- Born: September 6, 1905 Chicago, Illinois, U.S.
- Died: December 8, 1971 (aged 66)
- Allegiance: United States of America
- Branch: United States Air Force
- Service years: 1929-1959
- Rank: Brigadier general
- Conflicts: World War II
- Awards: Bronze Star Legion of Merit

= John Gordon Fowler =

United States Air Force general

John Gordon Fowler (September 6, 1905 – December 8, 1971) was a United States Air Force brigadier general who was a recipient of the Legion of Merit.

==Biography==

===Early life===
Fowler was born in Chicago, Illinois in 1905. In 1924 he graduated from Lake View High School in the same city, and four years later got a degree in engineering from Northwestern University. He entered Primary Flying School as a flying cadet at March Field, California and later on was transferred to the Advanced Flying School at Kelly Field, Texas, from which he graduated on June 22, 1929, and the same year became second lieutenant. In October of the same year he was a pilot at Selfridge Field, Michigan. Between 1930 and 1940 he was a flying instructor and pilot at more than one base of the United States and Hawaii. In July 1940 he entered into the Air Corps Tactical School at Maxwell Field, Alabama from which he graduated in September of the same year and was given a task to command Second Bomb Group at Langley Field, Virginia.

===World War II===
When World War II began, he became an assistant chief of staff for the Anti-Submarine Command in New York City where he also became deputy chief of staff for the First Air Force at Mitchel Field, New York in October 1943. In June 1944 Fowler worked with the 20th Air Force at Colorado Springs, Colorado where he operated 314th Bomb Wing which was sent by him to Guam. In September 1945, he took command of the 20th Air Force Combat Staging Center at Iwo Jima and a month later he became commanding officer of the 315th Bomb Wing.

===Postwar era===
On July 1, 1946, he worked for the Japan Air Materiel Area Command as chief of administration. In August 1947 Fowler became an assistant commandant of the 2621st Base Unit at Barksdale Field, Louisiana and next year he took command of the 2518th Base Unit at Enid Air Force Base, Oklahoma. Later on, in October 1949, he moved to Randolph Field, Texas where he was in charge of the 3510th Pilot Training Wing and a year later, in August, entered into the National War College in Washington, D. C. He graduated from there in June and was stationed at Joint Subsidiary Plans Division as the Air Force member.

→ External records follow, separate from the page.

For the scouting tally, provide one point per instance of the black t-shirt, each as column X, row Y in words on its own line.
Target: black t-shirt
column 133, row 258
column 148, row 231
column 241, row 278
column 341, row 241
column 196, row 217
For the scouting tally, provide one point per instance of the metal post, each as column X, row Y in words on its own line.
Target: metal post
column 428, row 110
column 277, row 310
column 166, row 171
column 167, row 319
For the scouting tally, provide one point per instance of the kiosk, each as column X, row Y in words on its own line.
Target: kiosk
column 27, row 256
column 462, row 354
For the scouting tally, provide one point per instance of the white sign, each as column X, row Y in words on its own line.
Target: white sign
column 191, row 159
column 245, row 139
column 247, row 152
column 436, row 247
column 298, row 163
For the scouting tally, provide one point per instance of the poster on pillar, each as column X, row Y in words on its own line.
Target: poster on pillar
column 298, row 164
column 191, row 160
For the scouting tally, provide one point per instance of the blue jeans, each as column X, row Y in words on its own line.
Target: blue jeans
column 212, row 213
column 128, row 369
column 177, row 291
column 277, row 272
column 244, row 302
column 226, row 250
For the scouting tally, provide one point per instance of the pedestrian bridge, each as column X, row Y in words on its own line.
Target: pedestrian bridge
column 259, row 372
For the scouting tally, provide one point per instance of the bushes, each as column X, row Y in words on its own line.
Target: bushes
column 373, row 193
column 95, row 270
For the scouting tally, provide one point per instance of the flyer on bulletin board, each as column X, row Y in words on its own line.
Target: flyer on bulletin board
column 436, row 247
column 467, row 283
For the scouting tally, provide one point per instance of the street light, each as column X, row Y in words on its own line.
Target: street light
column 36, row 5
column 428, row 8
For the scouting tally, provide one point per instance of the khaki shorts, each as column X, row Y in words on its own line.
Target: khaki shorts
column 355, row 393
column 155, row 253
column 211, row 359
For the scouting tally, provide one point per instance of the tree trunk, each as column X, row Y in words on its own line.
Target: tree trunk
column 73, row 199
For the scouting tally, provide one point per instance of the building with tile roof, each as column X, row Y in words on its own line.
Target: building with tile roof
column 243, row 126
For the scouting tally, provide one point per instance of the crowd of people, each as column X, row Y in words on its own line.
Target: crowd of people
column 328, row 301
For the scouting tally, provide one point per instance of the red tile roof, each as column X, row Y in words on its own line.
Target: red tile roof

In March 1952, Fowler became a deputy to the assistant at the Air Force Headquarters and in April he was already an assistant deputy director and became a deputy director a couple of months later. He came back to Tokyo, Japan in September 1954, and worked at the Far East Air Forces Headquarters as a deputy for intelligence. From December 1954 to June 1955 he worked in Korea as a United Nations Command, Military Armistice Commissioner and on April 17, 1956, was assigned at the United Nations and Far East Command in Tokyo. He retired in May 1959 and died on December 8, 1971.